In 2012 the US Patent and Trademark Office disclosed a new Apple patent which is known as 'electronic analytics contamination technology'. This technology emerged primarily out of a desire to protect user information, and brands can obfuscate the protection of real information by constantly providing incorrect information to data collectors.
True and true, false and false, true and true, this method of protecting the private information of individuals may be effective, but wanting to be true to the real dissemination of information is just a pollution.

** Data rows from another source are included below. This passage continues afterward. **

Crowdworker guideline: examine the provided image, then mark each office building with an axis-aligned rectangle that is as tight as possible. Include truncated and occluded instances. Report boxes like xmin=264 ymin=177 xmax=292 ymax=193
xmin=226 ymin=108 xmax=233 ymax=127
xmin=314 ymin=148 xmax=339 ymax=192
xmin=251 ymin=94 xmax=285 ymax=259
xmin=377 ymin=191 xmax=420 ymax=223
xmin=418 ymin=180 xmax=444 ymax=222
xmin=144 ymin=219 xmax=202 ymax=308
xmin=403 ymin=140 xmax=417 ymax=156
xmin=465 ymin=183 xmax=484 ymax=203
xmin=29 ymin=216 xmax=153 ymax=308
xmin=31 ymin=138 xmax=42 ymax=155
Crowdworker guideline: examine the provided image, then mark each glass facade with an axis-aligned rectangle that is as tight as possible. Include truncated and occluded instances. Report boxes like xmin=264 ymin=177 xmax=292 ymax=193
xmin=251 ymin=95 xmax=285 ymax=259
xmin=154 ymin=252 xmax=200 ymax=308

The makers of information pollution are also draining water into the sea with all they do, no matter what mood they start making it with. For all those who need to live in the seas, the effect is minimal, but it persists. You can always be deceived by the fabricated stories and blinded by the knowledge of emptiness.
This kind of information pollution is like planting a landmine into a street off the beaten path, although it can't hurt anyone in a short time, it will blow up one day. It's just that such bombs are probably becoming more and more common, with Deepfake, the Internet, and the existence of all sorts of different photo editing software tools that can create more real and more convincing content that pollutes real information.

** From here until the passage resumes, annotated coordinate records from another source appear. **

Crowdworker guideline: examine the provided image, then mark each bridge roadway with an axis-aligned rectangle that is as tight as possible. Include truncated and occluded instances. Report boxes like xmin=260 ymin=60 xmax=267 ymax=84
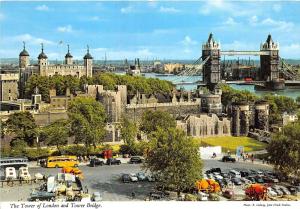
xmin=174 ymin=80 xmax=300 ymax=86
xmin=220 ymin=50 xmax=270 ymax=56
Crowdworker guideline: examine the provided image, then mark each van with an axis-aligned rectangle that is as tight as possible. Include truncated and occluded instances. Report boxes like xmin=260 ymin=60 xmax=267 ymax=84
xmin=19 ymin=167 xmax=31 ymax=180
xmin=229 ymin=170 xmax=241 ymax=178
xmin=46 ymin=156 xmax=79 ymax=168
xmin=5 ymin=167 xmax=17 ymax=180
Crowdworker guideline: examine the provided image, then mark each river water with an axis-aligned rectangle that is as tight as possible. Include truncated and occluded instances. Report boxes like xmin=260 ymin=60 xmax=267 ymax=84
xmin=143 ymin=73 xmax=300 ymax=99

Some people's sentiment when they heard this outrageous story of ancient Russian history Wikipedia was, "It's a serious thing, but why does it sound so good to laugh!" After all, bizarre and absurd stories are naturally more appealing than the TV shows that always outguess the set-ups you always get. The impact of one man spending three years building a fictional historical story can also be more eye-catching than the war stories and geographic changes of historical kingdoms.
In the 21st century, everyone can rewrite history.
It's just that history happens forever in the past.